Вернувшись в камеру, ты встаешь над стопкой своих блокнотов и красными сетчатыми мешками, издевательски раскиданными на койке.
Пять блокнотов – семь лет размышлений и записей в неволе, доверенных желтой линованной бумаге. Стопка на твоей койке похожа на кипу рукописных страниц, а не на шедевр, которым, как ты знаешь, она является на самом деле. Ты всегда представлял, что будешь рассылать копии по почте, получать письма от поклонников и рецензии в газетах. На обложку поместят ту черно-белую фотографию из зала суда, где у тебя такой пронзительный взгляд.
Ты оставишь свою Теорию здесь. Шона сможет найти ее под койкой. Когда они начнут тебя искать – когда поднимется паника, рассредоточатся поисковые группы, а равнины осветят прожекторы вертолетов, – она укажет им на нее.
«Значит, это что-то вроде манифеста?» – спросила Шона, когда ты описал основы. Тебя передернуло от нахлынувшего раздражения. Шона поняла, что сморозила глупость; она покраснела от смущения. «Манифесты – дело рук сумасшедших», – медленно объяснил ты. Манифесты бессвязны, их пишут наспех перед бессмысленными террористическими актами. Твоя Теория – это, скорее, исследование самой непреложной истины о человечестве. Не бывает полностью плохих людей. Не бывает полностью хороших людей. Мы живем как равные в мутном сером промежутке.

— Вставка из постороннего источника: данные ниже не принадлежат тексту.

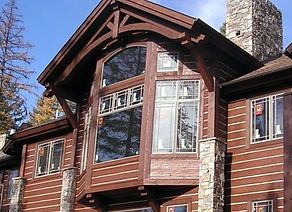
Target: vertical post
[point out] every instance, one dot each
(68, 189)
(287, 152)
(211, 175)
(17, 194)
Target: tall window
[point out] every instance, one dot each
(49, 158)
(120, 112)
(267, 118)
(87, 124)
(176, 116)
(262, 206)
(12, 174)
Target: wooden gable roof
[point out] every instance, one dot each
(113, 20)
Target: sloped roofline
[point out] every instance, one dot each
(187, 22)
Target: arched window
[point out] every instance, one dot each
(120, 111)
(124, 65)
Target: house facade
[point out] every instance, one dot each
(171, 116)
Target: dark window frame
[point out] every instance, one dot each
(103, 91)
(50, 144)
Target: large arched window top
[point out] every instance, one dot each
(128, 63)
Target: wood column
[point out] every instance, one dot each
(287, 152)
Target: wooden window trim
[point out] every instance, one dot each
(174, 152)
(49, 175)
(178, 202)
(274, 200)
(248, 133)
(100, 91)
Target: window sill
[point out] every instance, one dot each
(265, 143)
(175, 155)
(48, 176)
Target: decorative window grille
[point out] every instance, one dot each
(86, 132)
(262, 206)
(176, 116)
(121, 100)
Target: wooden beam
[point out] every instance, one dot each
(201, 66)
(115, 30)
(68, 111)
(149, 194)
(287, 152)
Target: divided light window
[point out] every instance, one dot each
(124, 65)
(87, 124)
(119, 124)
(262, 206)
(177, 208)
(176, 116)
(120, 111)
(49, 158)
(267, 118)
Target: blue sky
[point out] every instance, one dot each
(49, 24)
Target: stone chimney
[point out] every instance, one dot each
(255, 26)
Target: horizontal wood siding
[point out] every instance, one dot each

Вот что ты помнишь о своей матери. Она высокая и в основном состоит из волос. Она сидит на корточках в огороде, нежится в кресле-качалке, опускается в ржавую на гнутых ножках ванну. Иногда ванна наполнена водой, и намокшее длинное платье твоей матери плавает на поверхности, как медуза. А иногда мать остается сухой – она протягивает прядь своих блестящих рыжих волос, словно подарок. Об отце ты не помнишь ничего. Ни звука, ни запаха. Твой отец – смутное присутствие, маячащее вдалеке; он – необъяснимая боль в затылке. Ты не знаешь, почему они ушли, куда отправились и почему в этих воспоминаниях твоя мать так одинока. Ты помнишь только ржавую цепочку, которая лужицей собиралась в ямке между твоими ключицами, нося ее, ты чувствовал, будто ничто не может тебе навредить.
Твоя мать – та часть Теории, в которой ты еще не разобрался. Все мы плохие и все мы хорошие, и никто не должен быть обречен на одно или другое. Но если хорошее может быть испорчено последующим плохим, то к какой категории его отнести? Как его оценить? Какова его настоящая ценность?
В большинстве твоих воспоминаний матери нет. А если есть, то она всегда готова уйти, исчезнуть.
Воспоминания вызывают это.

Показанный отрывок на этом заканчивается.